Predictive and statistical analytics

Governments are awash with data, yet often have much less real information than leaders and program managers need to plan, execute and evaluate strategies and programs and manage risk. It is about time that financial professionals start using analytics to spin more data into decision-making gold. CFOs must take the lead in selling analytics to elected and appointed officials in order to help advance government management and stewardship. The first step: start using more predictive and statistical analytics in financial functions.

Budget cuts

Doing more with less is out; doing less with less is in. Governments must whittle down the reports and activities they demand of financial functions to those that produce the highest ROI. Otherwise, financial professionals will waste their talents on documents that few read or use. In the same vein, budget cuts give governments permission to focus on top priorities, using risk management and analytic methods to identify "must do" activities versus "nice to do" work in all levels of departments and programs.

Federal financial reporting model

In the Federal Government, annual financial reports consume a good deal of a CFO's time and resources, but 9 out of 10 federal executives think the reporting model must to be changed in order make it more worthy of the effort. The Federal Government can no longer ignore such an overwhelming call for change, nor is the solution just a few tweaks. Needed is a new model better suited for federal missions and public administration.

This is a serious time for governments everywhere, yet it is an opportunity for CFOs and financial professionals to show their true potential for public sector management. The government financial community can and will help lead us to a new era when all other sectors of the economy admire and want to emulate public administration.

Footnotes

1 Beasley, Mark et al., Report on the current state of enterprise risk oversight: management accounting research conducted on behalf of the American Institute of CPAs," North Carolina State University College of Management. ERM Initiative, March 2009.

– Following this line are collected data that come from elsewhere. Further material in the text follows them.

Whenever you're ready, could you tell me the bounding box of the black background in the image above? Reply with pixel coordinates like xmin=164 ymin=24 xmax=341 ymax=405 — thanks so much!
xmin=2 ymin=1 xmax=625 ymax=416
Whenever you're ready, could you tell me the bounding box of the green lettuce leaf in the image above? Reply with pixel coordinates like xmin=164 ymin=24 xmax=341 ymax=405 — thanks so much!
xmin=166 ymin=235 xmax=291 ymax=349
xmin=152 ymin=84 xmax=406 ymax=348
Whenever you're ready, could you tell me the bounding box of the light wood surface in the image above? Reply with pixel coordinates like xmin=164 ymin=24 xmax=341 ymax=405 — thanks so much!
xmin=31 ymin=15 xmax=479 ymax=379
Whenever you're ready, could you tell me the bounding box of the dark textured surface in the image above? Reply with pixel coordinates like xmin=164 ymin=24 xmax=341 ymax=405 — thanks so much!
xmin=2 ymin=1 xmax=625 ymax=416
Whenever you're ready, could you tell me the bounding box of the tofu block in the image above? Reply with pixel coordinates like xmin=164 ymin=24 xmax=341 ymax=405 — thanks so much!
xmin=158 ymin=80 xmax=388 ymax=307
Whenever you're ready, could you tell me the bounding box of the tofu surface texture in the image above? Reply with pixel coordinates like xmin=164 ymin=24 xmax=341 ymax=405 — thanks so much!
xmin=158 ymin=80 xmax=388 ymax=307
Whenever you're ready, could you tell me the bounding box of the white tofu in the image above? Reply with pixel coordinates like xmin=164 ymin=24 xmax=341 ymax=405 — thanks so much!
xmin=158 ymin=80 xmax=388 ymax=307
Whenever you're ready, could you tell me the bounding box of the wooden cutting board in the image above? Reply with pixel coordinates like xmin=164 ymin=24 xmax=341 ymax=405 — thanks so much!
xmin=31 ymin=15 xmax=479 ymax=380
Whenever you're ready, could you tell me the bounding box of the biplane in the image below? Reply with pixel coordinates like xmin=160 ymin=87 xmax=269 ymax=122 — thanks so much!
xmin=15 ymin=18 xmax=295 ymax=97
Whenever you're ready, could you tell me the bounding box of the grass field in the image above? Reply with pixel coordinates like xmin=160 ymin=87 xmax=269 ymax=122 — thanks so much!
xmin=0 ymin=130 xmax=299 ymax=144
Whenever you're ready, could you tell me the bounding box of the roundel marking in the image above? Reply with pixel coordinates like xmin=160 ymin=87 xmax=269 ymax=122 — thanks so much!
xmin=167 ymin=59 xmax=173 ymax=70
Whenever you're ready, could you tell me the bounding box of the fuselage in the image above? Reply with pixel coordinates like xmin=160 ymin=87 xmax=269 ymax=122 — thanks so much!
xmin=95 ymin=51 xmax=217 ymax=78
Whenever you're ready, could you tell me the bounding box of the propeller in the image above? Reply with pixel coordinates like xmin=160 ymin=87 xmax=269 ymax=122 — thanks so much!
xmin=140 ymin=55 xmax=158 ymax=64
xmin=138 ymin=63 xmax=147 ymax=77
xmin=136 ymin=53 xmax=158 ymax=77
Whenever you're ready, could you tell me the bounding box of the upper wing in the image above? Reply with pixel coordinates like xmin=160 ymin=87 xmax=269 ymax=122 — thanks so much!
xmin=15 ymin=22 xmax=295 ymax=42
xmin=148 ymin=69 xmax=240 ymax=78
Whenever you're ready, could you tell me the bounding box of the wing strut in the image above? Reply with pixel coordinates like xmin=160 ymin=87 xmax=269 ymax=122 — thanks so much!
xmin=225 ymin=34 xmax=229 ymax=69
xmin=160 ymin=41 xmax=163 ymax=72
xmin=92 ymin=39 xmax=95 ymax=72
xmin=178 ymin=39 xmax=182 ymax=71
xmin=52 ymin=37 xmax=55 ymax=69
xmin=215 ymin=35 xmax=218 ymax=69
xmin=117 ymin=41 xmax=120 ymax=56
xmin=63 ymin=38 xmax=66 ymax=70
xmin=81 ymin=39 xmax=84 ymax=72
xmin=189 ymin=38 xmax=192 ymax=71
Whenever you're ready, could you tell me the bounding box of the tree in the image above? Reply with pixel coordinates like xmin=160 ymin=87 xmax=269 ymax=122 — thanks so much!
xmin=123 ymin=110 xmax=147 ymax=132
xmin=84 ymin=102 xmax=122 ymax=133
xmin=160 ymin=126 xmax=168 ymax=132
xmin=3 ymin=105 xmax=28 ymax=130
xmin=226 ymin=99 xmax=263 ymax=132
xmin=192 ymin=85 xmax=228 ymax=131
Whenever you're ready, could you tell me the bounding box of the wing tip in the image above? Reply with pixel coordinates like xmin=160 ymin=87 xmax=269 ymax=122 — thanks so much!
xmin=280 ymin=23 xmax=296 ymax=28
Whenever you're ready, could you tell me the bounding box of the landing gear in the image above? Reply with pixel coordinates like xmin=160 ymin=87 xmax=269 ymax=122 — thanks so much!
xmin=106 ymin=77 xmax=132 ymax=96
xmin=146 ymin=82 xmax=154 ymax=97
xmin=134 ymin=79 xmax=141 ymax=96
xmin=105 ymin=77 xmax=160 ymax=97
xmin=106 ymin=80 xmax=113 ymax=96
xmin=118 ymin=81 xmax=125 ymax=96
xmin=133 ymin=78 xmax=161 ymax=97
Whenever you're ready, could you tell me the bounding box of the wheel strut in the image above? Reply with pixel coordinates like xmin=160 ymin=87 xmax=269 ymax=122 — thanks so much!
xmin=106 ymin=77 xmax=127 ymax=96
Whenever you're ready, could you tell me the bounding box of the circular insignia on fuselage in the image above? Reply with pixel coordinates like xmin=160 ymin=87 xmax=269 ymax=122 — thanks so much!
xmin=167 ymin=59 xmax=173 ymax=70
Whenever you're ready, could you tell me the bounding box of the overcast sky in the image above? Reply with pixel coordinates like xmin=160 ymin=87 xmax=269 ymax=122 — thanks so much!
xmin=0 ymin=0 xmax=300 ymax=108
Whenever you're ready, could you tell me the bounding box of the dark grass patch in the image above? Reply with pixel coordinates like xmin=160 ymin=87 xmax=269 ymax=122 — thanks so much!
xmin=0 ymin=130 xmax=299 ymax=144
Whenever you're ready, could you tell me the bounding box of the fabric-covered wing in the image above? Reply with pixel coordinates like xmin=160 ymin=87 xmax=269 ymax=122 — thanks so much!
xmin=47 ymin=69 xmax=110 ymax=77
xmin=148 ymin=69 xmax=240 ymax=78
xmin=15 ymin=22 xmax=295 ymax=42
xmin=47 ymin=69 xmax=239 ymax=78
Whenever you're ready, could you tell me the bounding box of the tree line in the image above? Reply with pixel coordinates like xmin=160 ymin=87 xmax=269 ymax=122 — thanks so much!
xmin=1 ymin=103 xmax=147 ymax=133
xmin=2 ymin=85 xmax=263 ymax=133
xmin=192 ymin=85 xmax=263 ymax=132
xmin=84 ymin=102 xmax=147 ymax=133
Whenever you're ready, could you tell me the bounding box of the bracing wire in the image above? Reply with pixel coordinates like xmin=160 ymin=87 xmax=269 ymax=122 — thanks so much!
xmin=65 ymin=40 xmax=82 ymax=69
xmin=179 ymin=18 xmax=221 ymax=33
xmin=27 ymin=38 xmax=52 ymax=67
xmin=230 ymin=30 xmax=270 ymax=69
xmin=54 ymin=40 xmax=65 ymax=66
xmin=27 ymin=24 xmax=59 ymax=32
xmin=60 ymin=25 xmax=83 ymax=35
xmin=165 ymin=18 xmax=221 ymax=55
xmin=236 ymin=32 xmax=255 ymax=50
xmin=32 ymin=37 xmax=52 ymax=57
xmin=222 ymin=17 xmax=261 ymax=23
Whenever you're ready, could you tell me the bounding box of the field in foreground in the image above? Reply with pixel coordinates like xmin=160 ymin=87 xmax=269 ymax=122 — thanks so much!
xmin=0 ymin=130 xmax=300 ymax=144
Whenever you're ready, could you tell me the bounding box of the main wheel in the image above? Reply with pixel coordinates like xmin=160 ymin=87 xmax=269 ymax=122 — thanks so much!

2 "Enterprise risk management is a process, effected by an entity's board of directors, management and other personnel, applied in strategy setting and across the enterprise, designed to identify potential events that may affect the entity, and manage risk to be within its risk appetite, to provide reasonable assurance regarding the achievement of entity objectives." Committee of Sponsoring Organizations of the Treadway Commission (COSO), Enterprise Risk Management — Integrated Framework, Executive Summary, September 2004, page 2.

3. State financial executives' scores may be somewhat higher than those of federal executives because of a higher percentage of auditors among the state survey respondents.

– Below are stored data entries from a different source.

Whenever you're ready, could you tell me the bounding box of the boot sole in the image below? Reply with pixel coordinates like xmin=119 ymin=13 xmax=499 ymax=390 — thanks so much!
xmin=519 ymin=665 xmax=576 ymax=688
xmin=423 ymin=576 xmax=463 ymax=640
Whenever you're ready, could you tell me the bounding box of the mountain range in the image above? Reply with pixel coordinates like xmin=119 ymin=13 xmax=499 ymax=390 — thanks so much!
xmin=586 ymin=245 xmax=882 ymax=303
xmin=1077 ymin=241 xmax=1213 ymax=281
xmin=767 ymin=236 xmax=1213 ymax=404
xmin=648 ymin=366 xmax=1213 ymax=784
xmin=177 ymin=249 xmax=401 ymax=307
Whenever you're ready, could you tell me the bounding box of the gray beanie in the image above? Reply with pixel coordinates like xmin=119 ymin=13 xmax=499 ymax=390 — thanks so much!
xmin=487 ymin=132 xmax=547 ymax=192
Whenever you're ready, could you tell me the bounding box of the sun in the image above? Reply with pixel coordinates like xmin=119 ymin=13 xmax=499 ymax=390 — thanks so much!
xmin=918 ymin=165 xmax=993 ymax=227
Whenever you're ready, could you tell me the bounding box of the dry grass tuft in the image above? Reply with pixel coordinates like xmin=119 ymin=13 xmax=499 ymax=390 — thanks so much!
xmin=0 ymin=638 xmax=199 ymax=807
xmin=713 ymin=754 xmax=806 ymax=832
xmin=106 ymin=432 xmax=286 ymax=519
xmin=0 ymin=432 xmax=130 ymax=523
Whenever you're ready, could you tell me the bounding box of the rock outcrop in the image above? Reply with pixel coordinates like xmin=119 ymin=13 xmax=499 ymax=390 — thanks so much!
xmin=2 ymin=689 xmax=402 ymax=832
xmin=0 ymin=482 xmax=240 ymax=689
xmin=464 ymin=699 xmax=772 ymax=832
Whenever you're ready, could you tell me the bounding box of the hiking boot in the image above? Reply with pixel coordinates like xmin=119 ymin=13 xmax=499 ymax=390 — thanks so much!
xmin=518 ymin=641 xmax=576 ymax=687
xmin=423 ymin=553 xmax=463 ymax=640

4. A geographic map of data where the values of a two-dimensional table are represented shades of color (e.g., green for no problems in an area, yellow for some problems and red for many).

5. In 2011, a U.S. Bureau of Prisons employee won an award for a simple idea that saves an estimated $16 million a year: send the Federal Register to federal workers online instead of by mail.

6. These include Balance Sheet, Statement of Net Costs, Statement of Changes in Net Position, Statement of Custodial Activity, Statement of Social Insurance and Statement of Changes in Social Insurance Amounts.

7. A financial reporting model consists of GAAP-compliant financial statements and accompanying notes, along with the process of preparing the financial statements, auditing them and using the information for the next budget cycle.